5 July 2017 10:15 am

 

The internationally accredited, multi award-winning Lanka Hospitals Colombo awaits the imminent announcement of its millennial IVF (In Vitro Fertilization - commonly known as test-tube) baby delivery. 
Proven to be one of the most sophisticated facilities in South Asia, Lanka Hospitals’ Fertility Centre’s success is founded on its clinical and professional excellence as well as its success rate, all of which are on par with similar outfits in the 
developed world. 
The celebrated Fertility Centre at Lanka Hospitals is operational throughout the year and is equipped with state-of-art facilities, with a higher rate of success in IVF without disrupting the female partner’s menstrual cycle. It has set several benchmarks in the sub-fertility field in Sri Lanka, including the first pregnancy through vitrified embryo transfers giving the couple several chances of conception with frozen embryo replacement (FER).
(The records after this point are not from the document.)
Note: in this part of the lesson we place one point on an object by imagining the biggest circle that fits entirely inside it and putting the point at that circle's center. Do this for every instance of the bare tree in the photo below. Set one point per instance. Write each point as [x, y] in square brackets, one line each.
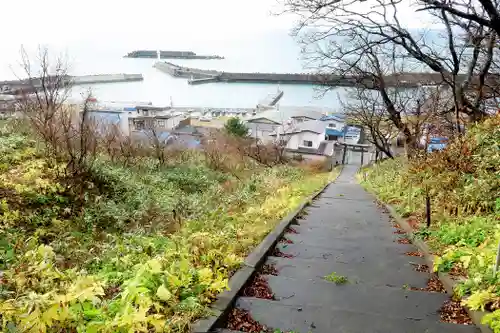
[68, 132]
[157, 142]
[342, 36]
[483, 13]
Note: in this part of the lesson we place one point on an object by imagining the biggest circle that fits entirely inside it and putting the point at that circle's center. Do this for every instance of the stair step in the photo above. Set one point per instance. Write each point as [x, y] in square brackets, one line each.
[347, 233]
[392, 302]
[379, 230]
[321, 319]
[378, 273]
[353, 255]
[348, 244]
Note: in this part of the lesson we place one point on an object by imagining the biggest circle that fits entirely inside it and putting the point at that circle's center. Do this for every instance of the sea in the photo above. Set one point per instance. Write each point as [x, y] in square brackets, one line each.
[272, 51]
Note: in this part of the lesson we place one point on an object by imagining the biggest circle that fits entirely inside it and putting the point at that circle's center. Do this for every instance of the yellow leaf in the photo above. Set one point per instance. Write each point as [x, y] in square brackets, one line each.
[163, 293]
[205, 276]
[155, 266]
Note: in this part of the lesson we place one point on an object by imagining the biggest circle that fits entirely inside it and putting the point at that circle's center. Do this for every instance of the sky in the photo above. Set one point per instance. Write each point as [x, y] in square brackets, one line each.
[63, 21]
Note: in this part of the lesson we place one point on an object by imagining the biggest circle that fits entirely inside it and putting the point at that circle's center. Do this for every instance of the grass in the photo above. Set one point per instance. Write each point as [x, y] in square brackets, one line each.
[463, 183]
[335, 278]
[140, 248]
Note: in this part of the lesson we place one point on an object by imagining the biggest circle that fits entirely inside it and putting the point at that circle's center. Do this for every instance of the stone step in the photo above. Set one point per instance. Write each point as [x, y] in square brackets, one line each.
[321, 319]
[371, 273]
[351, 255]
[382, 230]
[336, 241]
[347, 233]
[391, 302]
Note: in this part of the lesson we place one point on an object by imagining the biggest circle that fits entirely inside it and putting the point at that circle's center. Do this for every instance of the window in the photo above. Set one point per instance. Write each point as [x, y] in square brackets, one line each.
[139, 125]
[307, 143]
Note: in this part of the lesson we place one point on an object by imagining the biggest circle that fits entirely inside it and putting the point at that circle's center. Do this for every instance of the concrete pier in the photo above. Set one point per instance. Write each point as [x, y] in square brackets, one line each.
[153, 54]
[272, 98]
[200, 76]
[106, 78]
[16, 86]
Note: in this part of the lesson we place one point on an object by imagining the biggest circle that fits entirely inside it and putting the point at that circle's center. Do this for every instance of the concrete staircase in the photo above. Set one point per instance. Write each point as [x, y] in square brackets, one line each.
[345, 232]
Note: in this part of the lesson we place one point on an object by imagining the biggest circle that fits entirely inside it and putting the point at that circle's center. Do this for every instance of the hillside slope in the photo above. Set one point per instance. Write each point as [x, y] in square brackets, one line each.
[463, 182]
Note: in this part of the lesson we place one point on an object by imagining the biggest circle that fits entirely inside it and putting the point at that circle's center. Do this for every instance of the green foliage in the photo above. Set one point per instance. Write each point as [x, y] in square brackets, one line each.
[337, 279]
[236, 127]
[140, 248]
[463, 182]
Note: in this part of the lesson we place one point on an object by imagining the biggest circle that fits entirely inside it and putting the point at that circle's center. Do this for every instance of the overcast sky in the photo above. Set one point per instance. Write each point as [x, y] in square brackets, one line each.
[63, 21]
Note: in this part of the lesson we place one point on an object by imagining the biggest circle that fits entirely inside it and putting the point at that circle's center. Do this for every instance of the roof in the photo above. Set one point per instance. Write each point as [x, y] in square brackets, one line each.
[337, 116]
[285, 113]
[331, 131]
[314, 126]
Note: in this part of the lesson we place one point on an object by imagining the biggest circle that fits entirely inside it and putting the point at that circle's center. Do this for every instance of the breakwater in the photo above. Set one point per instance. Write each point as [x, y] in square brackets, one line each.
[151, 54]
[17, 86]
[201, 76]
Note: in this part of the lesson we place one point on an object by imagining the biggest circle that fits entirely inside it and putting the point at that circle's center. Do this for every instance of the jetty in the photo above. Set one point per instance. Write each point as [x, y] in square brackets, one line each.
[14, 87]
[153, 54]
[201, 76]
[271, 99]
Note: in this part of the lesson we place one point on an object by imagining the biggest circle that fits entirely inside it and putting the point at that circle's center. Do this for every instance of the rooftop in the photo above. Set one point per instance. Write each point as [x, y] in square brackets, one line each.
[285, 113]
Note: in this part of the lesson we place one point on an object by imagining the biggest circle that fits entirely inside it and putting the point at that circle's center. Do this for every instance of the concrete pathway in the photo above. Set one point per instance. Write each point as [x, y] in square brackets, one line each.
[345, 232]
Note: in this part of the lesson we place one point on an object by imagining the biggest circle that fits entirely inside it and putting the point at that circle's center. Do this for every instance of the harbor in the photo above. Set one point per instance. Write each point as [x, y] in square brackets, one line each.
[151, 54]
[14, 87]
[198, 76]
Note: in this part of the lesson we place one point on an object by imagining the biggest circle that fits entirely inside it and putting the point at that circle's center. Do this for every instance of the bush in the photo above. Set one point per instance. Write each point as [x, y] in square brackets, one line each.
[463, 182]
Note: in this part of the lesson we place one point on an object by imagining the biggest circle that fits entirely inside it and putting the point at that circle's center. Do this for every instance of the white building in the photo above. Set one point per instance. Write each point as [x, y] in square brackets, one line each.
[313, 136]
[269, 122]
Lanka Hospitals Clinical Embryologist Dr. Madara Ralapanawe spoke of the high clinical standards of the processes involved in an IVF conception at the clinic.
“Following the extraction of mature eggs from the ovaries in standard IVF, two to three eggs are inseminated with 80,000 to 100,000 sperms and will be kept in an incubator which mimics similar ambience of a fallopian tube – at 37 degrees Celsius – similar to body temperature, with 6 percent carbon dioxide and 5 percent Oxygen. 
Even the culture media used is similar to content in the fallopian tube. Here, the sperm has to swim itself in the natural way. In ICSI (Intra Cytoplasmic Sperm Injection), where sperms are directly injected to mature eggs, the sperm’s entering of the egg can be confirmed in a lab setting. Similar to the natural process, the sperm will go in and the egg will be fertilized becoming two pronuclei or a zygote and subsequently at the cleavage stage further ‘division’ of cells take place.
The success rate of fertilization is higher in ICSI as the sperm is being directly injected to the egg and fertilization and cleavage are the same as that occurs in the natural process,” explained Dr. Ralapanawe.
Lanka Hospitals not only ensures the privacy of the would-be parents but also renders vast convenience by ways of minimising hospital visits, treatment methods and hormonal injection administration, thus considerably reducing the disruption to their regular lifestyle during the IVF process.
“The expectant couples do not have to transit in rented houses in Colombo just to visit the hospital throughout the cycle, which is the common practice here. As in any other developed part of the world we at Lanka Hospitals instruct the couples to self-administer the hormone injections or to consult the doctor of their convenience. 
The female partner only has to make about five visits to the hospital for the whole treatment process including three visits for the scans, one for ‘egg pick-up’ and one for embryo transfer. These are the new practices globally and Lanka Hospitals has been practicing them for a significant period,” stated Lanka Hospitals Consultant Obstetrician and Gynaecologist Dr. Nishendra Karunaratne. 
Lanka Hospitals will be celebrating the birth of its millennial IVF baby, one of the most noteworthy accomplishments (since the clinic’s inception in 2008) in the Sri Lankan healthcare industry, in the near future.